ADVANCED METHODS IN OBSERVATIONAL STUDIES: DESIGN Syllabus
Course Learning Objectives
Upon successfully completing this course, students will be able to:
- Describe modern design features for cohort studies, including use of existing clinical and administrative databases
- Compare and contrast various nested designs, including methods for participant selection and analysis
- Calculate and contrast measures of association and measures of impact
- Identify biases resulting from participant selection and misallocation of person-time
- Critically evaluate published epidemiologic studies
Course DescriptionExpands beyond introductory level epidemiologic concepts and methods material, using examples from the published literature.
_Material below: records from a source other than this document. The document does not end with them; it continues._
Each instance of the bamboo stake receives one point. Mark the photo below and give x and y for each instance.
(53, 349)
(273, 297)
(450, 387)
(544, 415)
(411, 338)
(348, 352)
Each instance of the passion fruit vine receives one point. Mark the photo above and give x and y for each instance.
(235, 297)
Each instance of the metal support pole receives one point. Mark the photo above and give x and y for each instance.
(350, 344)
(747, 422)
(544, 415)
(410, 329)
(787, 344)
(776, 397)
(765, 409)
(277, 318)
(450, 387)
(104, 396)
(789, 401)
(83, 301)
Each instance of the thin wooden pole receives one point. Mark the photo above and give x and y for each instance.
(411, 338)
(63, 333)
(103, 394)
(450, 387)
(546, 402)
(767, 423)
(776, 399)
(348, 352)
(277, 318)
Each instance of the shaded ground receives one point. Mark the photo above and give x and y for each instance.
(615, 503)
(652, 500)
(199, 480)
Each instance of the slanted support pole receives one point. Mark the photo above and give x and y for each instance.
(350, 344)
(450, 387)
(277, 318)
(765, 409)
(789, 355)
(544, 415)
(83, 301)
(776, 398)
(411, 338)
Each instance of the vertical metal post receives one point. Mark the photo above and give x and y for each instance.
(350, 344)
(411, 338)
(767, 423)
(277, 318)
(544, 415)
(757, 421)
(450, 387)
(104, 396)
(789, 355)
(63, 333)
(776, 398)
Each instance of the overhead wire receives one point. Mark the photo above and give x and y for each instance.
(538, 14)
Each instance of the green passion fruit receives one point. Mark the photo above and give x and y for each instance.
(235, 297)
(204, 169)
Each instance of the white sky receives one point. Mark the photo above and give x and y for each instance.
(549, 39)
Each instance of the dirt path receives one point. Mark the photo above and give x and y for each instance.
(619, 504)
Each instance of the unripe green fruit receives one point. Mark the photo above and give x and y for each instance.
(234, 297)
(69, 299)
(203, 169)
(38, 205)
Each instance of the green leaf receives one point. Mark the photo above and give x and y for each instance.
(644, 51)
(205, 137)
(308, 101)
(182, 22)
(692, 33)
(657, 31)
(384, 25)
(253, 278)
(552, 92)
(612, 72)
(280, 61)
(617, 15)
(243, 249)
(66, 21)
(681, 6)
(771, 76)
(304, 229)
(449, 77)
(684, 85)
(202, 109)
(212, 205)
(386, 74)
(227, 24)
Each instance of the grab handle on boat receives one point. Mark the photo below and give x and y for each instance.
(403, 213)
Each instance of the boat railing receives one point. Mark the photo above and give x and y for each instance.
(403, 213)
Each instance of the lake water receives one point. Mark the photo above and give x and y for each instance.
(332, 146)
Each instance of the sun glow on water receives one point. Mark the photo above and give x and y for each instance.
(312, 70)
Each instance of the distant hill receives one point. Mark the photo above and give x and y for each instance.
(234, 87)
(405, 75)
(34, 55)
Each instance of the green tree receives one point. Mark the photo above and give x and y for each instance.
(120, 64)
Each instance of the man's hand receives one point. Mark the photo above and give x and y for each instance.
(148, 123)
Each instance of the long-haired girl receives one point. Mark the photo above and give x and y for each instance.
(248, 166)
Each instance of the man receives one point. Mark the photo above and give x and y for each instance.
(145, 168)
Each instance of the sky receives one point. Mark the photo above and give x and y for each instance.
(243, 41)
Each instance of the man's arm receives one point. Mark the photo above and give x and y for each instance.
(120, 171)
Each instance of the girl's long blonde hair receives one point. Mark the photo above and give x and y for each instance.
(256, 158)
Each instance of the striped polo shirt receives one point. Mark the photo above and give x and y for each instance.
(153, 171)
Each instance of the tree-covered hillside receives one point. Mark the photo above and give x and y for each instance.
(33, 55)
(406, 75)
Emphasizes interpretation and the ability to critically evaluate issues related to populations/study design and measurement including: modern cohort study designs; advanced nested designs; novel techniques for exposure assessment; interpretation and utility of measures of impact; sources of bias and methods for their prevention.
Intended AudienceJHSPH students and Summer Institute participants
Methods of Assessment50% - Take Home Assignment 50% - Final Examination
PrerequisitesStudents must have one term of epidemiology (340.601 or equivalent) or consent of instructor
Please see the course Session for a full list of dates and items for this course.
Academic Ethics Code
Students enrolled in the Bloomberg School of Public Health of The Johns Hopkins University assume an obligation to conduct themselves in a manner appropriate to the University's mission as an institution of higher education. A student is obligated to refrain from acts which he or she knows, or under the circumstances has reason to know, impair the academic integrity of the University. Violations of academic integrity include, but are not limited to: cheating; plagiarism; knowingly furnishing false information to any agent of the University for inclusion in the academic record; violation of the rights and welfare of animal or human subjects in research; and misconduct as a member of either School or University committees or recognized groups or organizations.